4pm & Midnight & 8am
SHERLOCK HOLMES CLASSICS
ABR is proud to present two classic episodes starring Basil Rathbone. ‘The Adventure of the Speckled Band’ followed by ‘The Bruce Partington Plans’
We close the hour with an author interview from KOBO and today’s guest is MARGARET ATWOOD.
5pm & 1am & 9am
PUBLISHER’S WEEKLY THE INTERVIEW HOUR
ABR welcomes Publisher’s Weekly, an authority on all things books & publishing for a delve into the archives to come up with a couple of great author interviews. Today it is Richard Lange with his book Sweet Nothing and Gabriel Weston with her Dirty Work. Their podcast as always is presented by ROSE FOX and MARK ROTELLA who ask the questions.
6pm & 2am & 10am
HOLLYWOOD STAGE with Ruggles of Red Gap
Hollywood is indelibly printed in our minds as a go to place for entertainment and has been for decades. We take you back in time as The Hollywood ringmaster himself, CECIL B DE MILLE unveils Ruggles of Red Gap featuring CHARLES LAUGHTON
7pm & 3am & 11am
SHORT STORIES – WHARTON, DICKENS & LAWRENCE
THE MUSE’S TRAGEDY BY EDITH WHARTON READ BY JANET MAW
This originally and innovatively structured story’s muse is Mary Anerton the subject of poet Victor Rendle’s best known works. Her encouragement for our protagonist Danyers to write a book on the poet results in her own tragedy.
MR. TESTATOR’S VISITATION BY CHARLES DICKENS. READ BY GARARD GREEN.
A short piece reminiscent of Pickwick, in which a poor man borrows some furniture without permission.

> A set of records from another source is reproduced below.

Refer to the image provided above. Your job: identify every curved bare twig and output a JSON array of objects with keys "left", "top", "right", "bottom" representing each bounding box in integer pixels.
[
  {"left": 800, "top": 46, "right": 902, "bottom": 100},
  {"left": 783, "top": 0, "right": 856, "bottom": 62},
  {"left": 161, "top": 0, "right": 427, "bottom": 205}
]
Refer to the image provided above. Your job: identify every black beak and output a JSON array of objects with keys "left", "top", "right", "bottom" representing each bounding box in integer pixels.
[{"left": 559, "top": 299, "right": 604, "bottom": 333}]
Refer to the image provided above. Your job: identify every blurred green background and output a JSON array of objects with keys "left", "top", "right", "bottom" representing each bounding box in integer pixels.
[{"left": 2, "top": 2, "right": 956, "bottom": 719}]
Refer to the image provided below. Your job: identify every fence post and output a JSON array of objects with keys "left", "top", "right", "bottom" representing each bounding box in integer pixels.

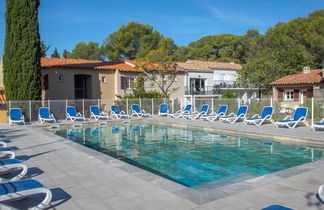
[
  {"left": 65, "top": 99, "right": 68, "bottom": 108},
  {"left": 151, "top": 98, "right": 154, "bottom": 115},
  {"left": 98, "top": 98, "right": 100, "bottom": 106},
  {"left": 139, "top": 98, "right": 142, "bottom": 108},
  {"left": 311, "top": 97, "right": 314, "bottom": 127},
  {"left": 270, "top": 97, "right": 273, "bottom": 107},
  {"left": 48, "top": 100, "right": 50, "bottom": 110},
  {"left": 172, "top": 98, "right": 174, "bottom": 113},
  {"left": 212, "top": 97, "right": 214, "bottom": 112},
  {"left": 9, "top": 100, "right": 11, "bottom": 110},
  {"left": 126, "top": 98, "right": 129, "bottom": 114},
  {"left": 29, "top": 100, "right": 32, "bottom": 123},
  {"left": 82, "top": 99, "right": 85, "bottom": 117},
  {"left": 237, "top": 97, "right": 240, "bottom": 107}
]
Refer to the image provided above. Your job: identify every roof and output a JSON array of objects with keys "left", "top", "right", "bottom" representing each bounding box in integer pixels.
[
  {"left": 125, "top": 60, "right": 186, "bottom": 72},
  {"left": 271, "top": 70, "right": 324, "bottom": 86},
  {"left": 41, "top": 58, "right": 140, "bottom": 72},
  {"left": 182, "top": 60, "right": 242, "bottom": 71},
  {"left": 41, "top": 58, "right": 185, "bottom": 72},
  {"left": 176, "top": 62, "right": 213, "bottom": 72}
]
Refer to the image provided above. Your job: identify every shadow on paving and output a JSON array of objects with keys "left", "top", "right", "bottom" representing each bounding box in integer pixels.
[
  {"left": 1, "top": 188, "right": 71, "bottom": 210},
  {"left": 16, "top": 149, "right": 63, "bottom": 161},
  {"left": 305, "top": 192, "right": 324, "bottom": 209},
  {"left": 19, "top": 140, "right": 67, "bottom": 151}
]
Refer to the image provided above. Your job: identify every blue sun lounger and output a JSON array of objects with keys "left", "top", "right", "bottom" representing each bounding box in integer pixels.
[
  {"left": 186, "top": 104, "right": 209, "bottom": 120},
  {"left": 158, "top": 104, "right": 169, "bottom": 116},
  {"left": 131, "top": 104, "right": 150, "bottom": 118},
  {"left": 66, "top": 106, "right": 85, "bottom": 122},
  {"left": 0, "top": 159, "right": 28, "bottom": 182},
  {"left": 168, "top": 104, "right": 192, "bottom": 118},
  {"left": 38, "top": 107, "right": 56, "bottom": 124},
  {"left": 9, "top": 108, "right": 25, "bottom": 126},
  {"left": 89, "top": 105, "right": 109, "bottom": 121},
  {"left": 0, "top": 179, "right": 52, "bottom": 209},
  {"left": 275, "top": 107, "right": 309, "bottom": 129},
  {"left": 244, "top": 106, "right": 274, "bottom": 126},
  {"left": 0, "top": 148, "right": 15, "bottom": 159},
  {"left": 111, "top": 105, "right": 129, "bottom": 119},
  {"left": 204, "top": 105, "right": 228, "bottom": 121},
  {"left": 220, "top": 105, "right": 248, "bottom": 123},
  {"left": 311, "top": 118, "right": 324, "bottom": 131}
]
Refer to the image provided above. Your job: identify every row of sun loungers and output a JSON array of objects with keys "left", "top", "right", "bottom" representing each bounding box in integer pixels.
[
  {"left": 159, "top": 103, "right": 321, "bottom": 130},
  {"left": 7, "top": 103, "right": 324, "bottom": 130},
  {"left": 0, "top": 138, "right": 52, "bottom": 209}
]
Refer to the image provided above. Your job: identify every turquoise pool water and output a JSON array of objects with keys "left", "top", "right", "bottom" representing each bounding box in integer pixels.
[{"left": 53, "top": 123, "right": 324, "bottom": 187}]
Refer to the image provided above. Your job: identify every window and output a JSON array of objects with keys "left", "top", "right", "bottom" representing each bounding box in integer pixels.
[
  {"left": 120, "top": 76, "right": 134, "bottom": 90},
  {"left": 101, "top": 76, "right": 107, "bottom": 83},
  {"left": 284, "top": 90, "right": 294, "bottom": 101},
  {"left": 43, "top": 74, "right": 49, "bottom": 90},
  {"left": 58, "top": 74, "right": 63, "bottom": 83}
]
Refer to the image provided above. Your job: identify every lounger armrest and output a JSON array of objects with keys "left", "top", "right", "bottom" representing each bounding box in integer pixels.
[
  {"left": 209, "top": 112, "right": 216, "bottom": 115},
  {"left": 228, "top": 113, "right": 235, "bottom": 117},
  {"left": 77, "top": 112, "right": 82, "bottom": 117},
  {"left": 50, "top": 114, "right": 55, "bottom": 119},
  {"left": 252, "top": 114, "right": 260, "bottom": 118},
  {"left": 191, "top": 111, "right": 198, "bottom": 115},
  {"left": 100, "top": 111, "right": 107, "bottom": 116},
  {"left": 238, "top": 113, "right": 246, "bottom": 118},
  {"left": 120, "top": 111, "right": 126, "bottom": 114},
  {"left": 141, "top": 110, "right": 146, "bottom": 113},
  {"left": 283, "top": 116, "right": 292, "bottom": 120},
  {"left": 175, "top": 110, "right": 182, "bottom": 114},
  {"left": 320, "top": 118, "right": 324, "bottom": 123},
  {"left": 21, "top": 115, "right": 25, "bottom": 120}
]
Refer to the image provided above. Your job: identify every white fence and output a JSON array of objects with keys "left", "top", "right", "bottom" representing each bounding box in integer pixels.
[{"left": 1, "top": 97, "right": 324, "bottom": 125}]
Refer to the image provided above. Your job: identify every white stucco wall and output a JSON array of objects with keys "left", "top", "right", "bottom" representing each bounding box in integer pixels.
[
  {"left": 213, "top": 69, "right": 238, "bottom": 84},
  {"left": 185, "top": 69, "right": 238, "bottom": 87}
]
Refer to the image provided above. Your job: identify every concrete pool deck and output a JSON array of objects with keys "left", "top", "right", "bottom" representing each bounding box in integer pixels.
[{"left": 0, "top": 118, "right": 323, "bottom": 209}]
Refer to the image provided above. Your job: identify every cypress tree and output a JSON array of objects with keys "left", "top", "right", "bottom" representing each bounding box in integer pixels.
[{"left": 3, "top": 0, "right": 42, "bottom": 101}]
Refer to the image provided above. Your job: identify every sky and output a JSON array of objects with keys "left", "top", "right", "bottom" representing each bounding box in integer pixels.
[{"left": 0, "top": 0, "right": 323, "bottom": 56}]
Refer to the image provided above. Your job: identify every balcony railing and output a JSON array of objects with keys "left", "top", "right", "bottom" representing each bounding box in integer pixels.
[{"left": 185, "top": 83, "right": 260, "bottom": 95}]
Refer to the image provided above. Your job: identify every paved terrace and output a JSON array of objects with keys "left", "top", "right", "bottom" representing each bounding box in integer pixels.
[{"left": 0, "top": 117, "right": 323, "bottom": 210}]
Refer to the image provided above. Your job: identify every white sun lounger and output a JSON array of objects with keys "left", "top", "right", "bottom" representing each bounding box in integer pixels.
[
  {"left": 0, "top": 159, "right": 28, "bottom": 182},
  {"left": 0, "top": 179, "right": 52, "bottom": 209}
]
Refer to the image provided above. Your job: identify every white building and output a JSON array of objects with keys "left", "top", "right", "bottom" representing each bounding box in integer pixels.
[{"left": 177, "top": 60, "right": 242, "bottom": 97}]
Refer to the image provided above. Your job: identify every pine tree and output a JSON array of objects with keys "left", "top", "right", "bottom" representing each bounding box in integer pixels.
[
  {"left": 51, "top": 48, "right": 60, "bottom": 58},
  {"left": 3, "top": 0, "right": 42, "bottom": 101},
  {"left": 62, "top": 49, "right": 71, "bottom": 58}
]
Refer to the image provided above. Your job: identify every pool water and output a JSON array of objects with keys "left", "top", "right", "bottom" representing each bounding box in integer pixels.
[{"left": 53, "top": 123, "right": 324, "bottom": 187}]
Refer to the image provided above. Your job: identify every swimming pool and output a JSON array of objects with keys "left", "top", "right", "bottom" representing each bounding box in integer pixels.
[{"left": 53, "top": 123, "right": 324, "bottom": 188}]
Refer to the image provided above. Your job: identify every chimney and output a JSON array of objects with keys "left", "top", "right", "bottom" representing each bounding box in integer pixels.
[{"left": 303, "top": 66, "right": 311, "bottom": 74}]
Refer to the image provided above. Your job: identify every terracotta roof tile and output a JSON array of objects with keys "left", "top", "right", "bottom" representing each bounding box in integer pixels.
[
  {"left": 176, "top": 62, "right": 212, "bottom": 72},
  {"left": 184, "top": 60, "right": 242, "bottom": 71},
  {"left": 41, "top": 58, "right": 141, "bottom": 72},
  {"left": 125, "top": 60, "right": 186, "bottom": 72},
  {"left": 271, "top": 70, "right": 324, "bottom": 85}
]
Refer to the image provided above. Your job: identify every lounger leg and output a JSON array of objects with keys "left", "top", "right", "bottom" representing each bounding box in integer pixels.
[
  {"left": 0, "top": 151, "right": 15, "bottom": 159},
  {"left": 31, "top": 188, "right": 52, "bottom": 210}
]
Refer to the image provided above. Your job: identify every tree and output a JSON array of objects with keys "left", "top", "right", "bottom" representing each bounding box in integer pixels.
[
  {"left": 102, "top": 21, "right": 163, "bottom": 61},
  {"left": 136, "top": 49, "right": 179, "bottom": 98},
  {"left": 68, "top": 42, "right": 104, "bottom": 60},
  {"left": 62, "top": 49, "right": 71, "bottom": 58},
  {"left": 3, "top": 0, "right": 42, "bottom": 100},
  {"left": 51, "top": 48, "right": 60, "bottom": 58},
  {"left": 40, "top": 41, "right": 50, "bottom": 57}
]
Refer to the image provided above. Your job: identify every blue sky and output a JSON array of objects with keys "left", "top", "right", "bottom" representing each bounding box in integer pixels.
[{"left": 0, "top": 0, "right": 323, "bottom": 56}]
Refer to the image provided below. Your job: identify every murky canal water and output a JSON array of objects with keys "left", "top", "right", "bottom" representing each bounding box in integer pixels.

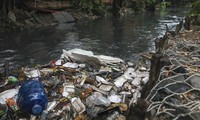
[{"left": 0, "top": 7, "right": 188, "bottom": 68}]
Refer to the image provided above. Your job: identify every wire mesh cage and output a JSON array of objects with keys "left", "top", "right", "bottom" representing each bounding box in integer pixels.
[{"left": 146, "top": 32, "right": 200, "bottom": 120}]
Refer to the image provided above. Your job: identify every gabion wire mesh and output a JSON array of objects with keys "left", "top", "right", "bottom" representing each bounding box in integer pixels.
[{"left": 146, "top": 32, "right": 200, "bottom": 120}]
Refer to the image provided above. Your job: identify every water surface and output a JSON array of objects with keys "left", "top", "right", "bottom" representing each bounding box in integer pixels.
[{"left": 0, "top": 7, "right": 188, "bottom": 68}]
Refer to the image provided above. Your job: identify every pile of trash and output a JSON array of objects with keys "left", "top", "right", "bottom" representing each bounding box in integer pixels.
[
  {"left": 0, "top": 48, "right": 150, "bottom": 120},
  {"left": 146, "top": 31, "right": 200, "bottom": 119}
]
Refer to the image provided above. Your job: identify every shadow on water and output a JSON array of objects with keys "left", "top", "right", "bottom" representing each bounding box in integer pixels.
[{"left": 0, "top": 7, "right": 188, "bottom": 68}]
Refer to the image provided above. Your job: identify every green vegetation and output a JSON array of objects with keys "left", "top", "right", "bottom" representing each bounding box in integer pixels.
[
  {"left": 189, "top": 0, "right": 200, "bottom": 25},
  {"left": 132, "top": 0, "right": 157, "bottom": 11},
  {"left": 131, "top": 0, "right": 159, "bottom": 11},
  {"left": 144, "top": 0, "right": 158, "bottom": 11},
  {"left": 190, "top": 0, "right": 200, "bottom": 15},
  {"left": 72, "top": 0, "right": 106, "bottom": 15},
  {"left": 132, "top": 0, "right": 145, "bottom": 11},
  {"left": 71, "top": 0, "right": 159, "bottom": 15},
  {"left": 159, "top": 1, "right": 171, "bottom": 7}
]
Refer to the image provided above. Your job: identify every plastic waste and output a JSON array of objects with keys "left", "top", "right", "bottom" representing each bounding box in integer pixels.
[
  {"left": 120, "top": 92, "right": 131, "bottom": 103},
  {"left": 131, "top": 77, "right": 141, "bottom": 86},
  {"left": 61, "top": 49, "right": 124, "bottom": 66},
  {"left": 86, "top": 106, "right": 101, "bottom": 117},
  {"left": 40, "top": 110, "right": 48, "bottom": 120},
  {"left": 106, "top": 111, "right": 119, "bottom": 120},
  {"left": 96, "top": 76, "right": 112, "bottom": 85},
  {"left": 50, "top": 60, "right": 57, "bottom": 67},
  {"left": 99, "top": 67, "right": 112, "bottom": 73},
  {"left": 0, "top": 89, "right": 18, "bottom": 104},
  {"left": 114, "top": 68, "right": 137, "bottom": 87},
  {"left": 123, "top": 68, "right": 136, "bottom": 80},
  {"left": 62, "top": 83, "right": 75, "bottom": 97},
  {"left": 47, "top": 101, "right": 57, "bottom": 111},
  {"left": 117, "top": 114, "right": 126, "bottom": 120},
  {"left": 99, "top": 84, "right": 113, "bottom": 92},
  {"left": 141, "top": 76, "right": 149, "bottom": 85},
  {"left": 62, "top": 62, "right": 79, "bottom": 69},
  {"left": 86, "top": 94, "right": 111, "bottom": 107},
  {"left": 0, "top": 80, "right": 8, "bottom": 88},
  {"left": 6, "top": 98, "right": 17, "bottom": 111},
  {"left": 0, "top": 48, "right": 151, "bottom": 119},
  {"left": 108, "top": 95, "right": 121, "bottom": 103},
  {"left": 23, "top": 68, "right": 41, "bottom": 78},
  {"left": 79, "top": 87, "right": 93, "bottom": 99},
  {"left": 61, "top": 49, "right": 102, "bottom": 66},
  {"left": 17, "top": 80, "right": 48, "bottom": 115},
  {"left": 96, "top": 55, "right": 124, "bottom": 64},
  {"left": 8, "top": 76, "right": 18, "bottom": 83},
  {"left": 91, "top": 85, "right": 108, "bottom": 95},
  {"left": 40, "top": 101, "right": 58, "bottom": 120},
  {"left": 40, "top": 68, "right": 55, "bottom": 75},
  {"left": 71, "top": 97, "right": 86, "bottom": 115},
  {"left": 114, "top": 76, "right": 127, "bottom": 87},
  {"left": 55, "top": 60, "right": 63, "bottom": 66}
]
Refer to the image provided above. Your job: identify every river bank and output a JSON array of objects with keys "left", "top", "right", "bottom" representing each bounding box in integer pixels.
[
  {"left": 0, "top": 7, "right": 102, "bottom": 33},
  {"left": 0, "top": 0, "right": 136, "bottom": 33},
  {"left": 1, "top": 0, "right": 196, "bottom": 33},
  {"left": 141, "top": 21, "right": 200, "bottom": 119}
]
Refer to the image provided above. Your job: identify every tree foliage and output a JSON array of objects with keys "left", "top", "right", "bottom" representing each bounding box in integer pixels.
[
  {"left": 72, "top": 0, "right": 106, "bottom": 15},
  {"left": 144, "top": 0, "right": 158, "bottom": 11},
  {"left": 190, "top": 0, "right": 200, "bottom": 14},
  {"left": 131, "top": 0, "right": 158, "bottom": 11}
]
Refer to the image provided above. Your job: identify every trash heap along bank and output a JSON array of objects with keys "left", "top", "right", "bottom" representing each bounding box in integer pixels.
[{"left": 0, "top": 48, "right": 150, "bottom": 120}]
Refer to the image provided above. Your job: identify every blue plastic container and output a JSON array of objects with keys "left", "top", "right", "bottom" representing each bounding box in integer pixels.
[{"left": 17, "top": 80, "right": 48, "bottom": 115}]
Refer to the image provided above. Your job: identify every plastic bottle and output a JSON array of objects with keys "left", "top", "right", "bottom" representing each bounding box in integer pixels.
[
  {"left": 40, "top": 110, "right": 48, "bottom": 120},
  {"left": 106, "top": 111, "right": 119, "bottom": 120},
  {"left": 17, "top": 80, "right": 48, "bottom": 115},
  {"left": 40, "top": 101, "right": 57, "bottom": 120}
]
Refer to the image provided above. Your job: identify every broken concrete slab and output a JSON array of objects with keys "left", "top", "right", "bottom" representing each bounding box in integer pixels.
[{"left": 52, "top": 11, "right": 75, "bottom": 23}]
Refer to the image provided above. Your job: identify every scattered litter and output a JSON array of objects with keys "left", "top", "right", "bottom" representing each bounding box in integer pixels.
[
  {"left": 108, "top": 95, "right": 121, "bottom": 103},
  {"left": 0, "top": 89, "right": 18, "bottom": 104},
  {"left": 0, "top": 48, "right": 150, "bottom": 119}
]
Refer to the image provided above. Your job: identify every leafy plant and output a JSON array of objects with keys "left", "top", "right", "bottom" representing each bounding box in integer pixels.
[
  {"left": 131, "top": 0, "right": 158, "bottom": 11},
  {"left": 72, "top": 0, "right": 106, "bottom": 15},
  {"left": 190, "top": 0, "right": 200, "bottom": 14},
  {"left": 144, "top": 0, "right": 158, "bottom": 11}
]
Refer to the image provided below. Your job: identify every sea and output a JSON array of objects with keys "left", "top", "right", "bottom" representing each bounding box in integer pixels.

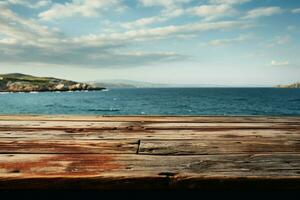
[{"left": 0, "top": 88, "right": 299, "bottom": 116}]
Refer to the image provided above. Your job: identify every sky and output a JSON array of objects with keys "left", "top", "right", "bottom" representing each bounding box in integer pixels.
[{"left": 0, "top": 0, "right": 300, "bottom": 86}]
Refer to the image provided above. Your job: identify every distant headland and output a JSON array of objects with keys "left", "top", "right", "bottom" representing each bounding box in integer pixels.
[
  {"left": 276, "top": 82, "right": 300, "bottom": 88},
  {"left": 0, "top": 73, "right": 105, "bottom": 93}
]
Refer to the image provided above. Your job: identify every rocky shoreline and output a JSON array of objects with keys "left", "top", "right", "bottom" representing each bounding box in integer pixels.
[
  {"left": 0, "top": 73, "right": 105, "bottom": 93},
  {"left": 276, "top": 82, "right": 300, "bottom": 88}
]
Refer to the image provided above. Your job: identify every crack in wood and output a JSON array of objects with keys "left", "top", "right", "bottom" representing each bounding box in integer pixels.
[{"left": 136, "top": 140, "right": 141, "bottom": 154}]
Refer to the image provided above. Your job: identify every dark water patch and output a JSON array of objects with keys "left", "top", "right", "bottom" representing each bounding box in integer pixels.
[
  {"left": 61, "top": 105, "right": 75, "bottom": 109},
  {"left": 45, "top": 104, "right": 55, "bottom": 107},
  {"left": 233, "top": 98, "right": 247, "bottom": 101},
  {"left": 87, "top": 108, "right": 120, "bottom": 112},
  {"left": 289, "top": 98, "right": 300, "bottom": 102}
]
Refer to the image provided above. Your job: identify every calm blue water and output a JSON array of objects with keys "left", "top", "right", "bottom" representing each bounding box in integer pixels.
[{"left": 0, "top": 88, "right": 299, "bottom": 116}]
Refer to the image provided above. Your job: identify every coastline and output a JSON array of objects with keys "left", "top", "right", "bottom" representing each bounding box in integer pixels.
[{"left": 0, "top": 87, "right": 105, "bottom": 93}]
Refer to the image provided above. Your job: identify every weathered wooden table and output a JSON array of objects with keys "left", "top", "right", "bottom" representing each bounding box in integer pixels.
[{"left": 0, "top": 115, "right": 299, "bottom": 190}]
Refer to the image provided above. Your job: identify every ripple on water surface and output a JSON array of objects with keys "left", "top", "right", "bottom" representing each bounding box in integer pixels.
[{"left": 0, "top": 88, "right": 299, "bottom": 116}]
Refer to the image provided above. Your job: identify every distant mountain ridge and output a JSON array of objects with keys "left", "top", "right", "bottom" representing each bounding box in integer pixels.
[
  {"left": 89, "top": 79, "right": 266, "bottom": 88},
  {"left": 0, "top": 73, "right": 104, "bottom": 92},
  {"left": 89, "top": 79, "right": 169, "bottom": 88}
]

The owner turns up months later, a drunken man who consumes all the man’s gin then disappears, a ghost.
A LESSON ON A TORTOISE BY D.H. LAWRENCE. READ BY DAVID SHAW-PARKER.
After another long week in school, it is the final lesson on Friday and a teacher has an idea which should lift the classroom spirits.